Using arrows to illustrate change

Here is an example that shows how arrows can be used to illustrate change:

. webuse nlswork, clear
(National Longitudinal Survey.  Young Women 14-26 years of age in 1968)

. mean ln_wage if year==88, over(ind_code)
(output omitted)

. matrix b88 = e(b)

. mean ln_wage if year==78, over(ind_code)
(output omitted)

. mata: assert(st_matrixcolstripe("b88")==st_matrixcolstripe("e(b)"))

. quietly estadd matrix b88

. coefplot, ci((b b) (b b88)) ciopts(recast(rcap pcarrow)) cionly ///
>     vertical sort ///
>     xtitle("Industry code") ytitle("Change in ln(wage) from 78 to 88")
Code
varia/arrows.svg

The trick is to add the results from both years to the same estimation set (e.g., using the estadd command) and then use the ci() option to plot them. A first (zero width) CI is used to plot a cap at the origin, the second CI is used to plot an arrow from the origin to the destination. The command mata: assert() is used in the example to assert that both results vectors have the same structure (coefplot does not check that).

Results are sorted by the initial level in the example. To sort by destination level, you could type:

. coefplot, ci((b b) (b b88)) ciopts(recast(rcap pcarrow)) cionly ///
>     vertical sort(, by(ul 2)) ///
>     xtitle("Industry code") ytitle("Change in ln(wage) from 78 to 88") 
Code
varia/arrows2.svg
[top]

Bar charts

[top]

Values as marker labels

Unfortunately, twoway bar (which is used by coefplot if you specify recast(bar)) does not seem to support marker labels.

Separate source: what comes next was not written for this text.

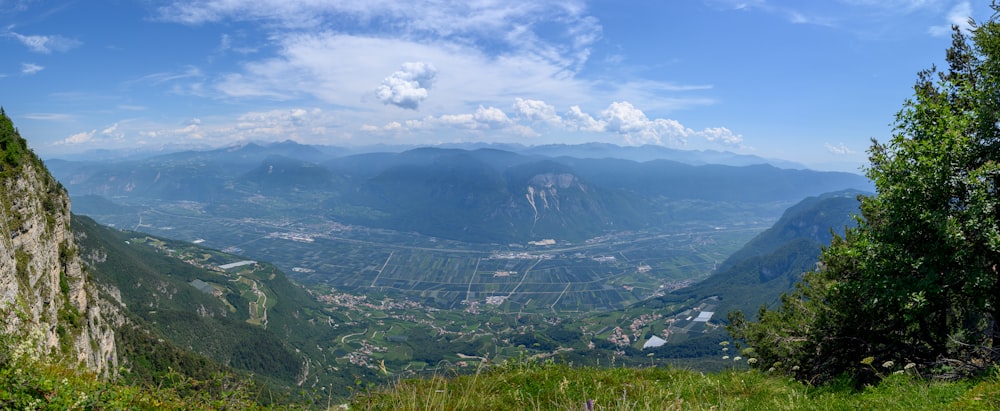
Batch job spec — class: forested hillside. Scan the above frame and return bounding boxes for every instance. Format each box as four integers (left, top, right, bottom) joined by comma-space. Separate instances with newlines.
731, 19, 1000, 385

You can add the marker labels by superimposing an (invisible) scatter plot. Here is an example using internal temporary variables and the addplot() option:

. sysuse auto, clear
(1978 Automobile Data)

. proportion rep if foreign==0 & rep78>=3
(output omitted)

. estimates store domestic

. proportion rep if foreign==1 & rep78>=3
(output omitted)

. estimates store foreign

. coefplot domestic foreign, vertical recast(bar) barwidth(0.3) fcolor(*.5) ///
>     ciopts(recast(rcap)) citop citype(logit) format(%9.2f) ///
>     addplot(scatter @b @at, ms(i) mlabel(@b) mlabpos(2) mlabcolor(black))
Code
varia/barlbl.svg

Here is an example in which the marker labels are plotted inside the bars:

. coefplot domestic foreign, vertical noci format(%9.1f) rescale(100) ///
>     recast(bar) barwidth(0.3) fcolor(*.5) plotregion(margin(b=0)) ///
>     rename(* = .rep78) coeflabels(, notick labgap(2)) ///
>     ylabel(0(10)70, angle(horizontal) format(%9.0f)) ytitle(Percent) ///
>     addplot(scatter @b @at if @plot==1, ms(i) mlabel(@b) mlabpos(6) pstyle(p1) ///
>          || scatter @b @at if @plot==2, ms(i) mlabel(@b) mlabpos(6) pstyle(p2))
Code
varia/barlbl2.svg

Instead of using the addplot() option you can also use a second layer of regular plots, but this is a bit more complicated:

. coefplot (domestic, recast(bar) barwidth(0.3) fcolor(*.5) offset(-.175)) ///
>          (foreign, recast(bar) barwidth(0.3) fcolor(*.5) offset(.175)) ///
>          (domestic, mlabel mlabpos(6) nokey ms(i) pstyle(p1) offset(-.175)) ///
>          (foreign,  mlabel mlabpos(6) nokey ms(i) pstyle(p2) offset(.175)) ///
>     , vertical noci rescale(100) format(%9.1f) plotregion(margin(b=0)) ///
>       rename(* = .rep78) coeflabels(, notick labgap(2)) ///
>       ylabel(0(10)70, angle(horizontal) format(%9.0f)) ytitle(Percent)
Code
varia/barlbl3.svg
[top]

Different plot style for each bar

If you want to use different styling for each bar in a bar chart you need to place each bar in a separate series. In the following example the first bar is plotted using the first pstyle, the second using the second pstyle, and so on:

. sysuse auto, clear
(1978 Automobile Data)

. logit foreign i.rep78 weight if rep78>=3
(output omitted)

. margins i.rep78, post
(output omitted)

. coefplot (., keep(3.rep78)) ///
>          (., keep(4.rep78)) ///
>          (., keep(5.rep78)) ///
>     , vertical legend(off) nooffsets recast(bar) barwidth(0.8) fcolor(*.8) ///
>       citop ciopts(recast(rcap)) citype(logit) ///
>       coeflabels(, notick labgap(2)) plotregion(margin(b=0))
Code
varia/barpsty.svg

By default coefplot adds some offset to the plot positions if multiple series are plotted, so that the elements do not overlap. In this case this makes no sense because each series only contains one bar. Option nooffsets has been specified to remove the offsets and make sure the bars are centered.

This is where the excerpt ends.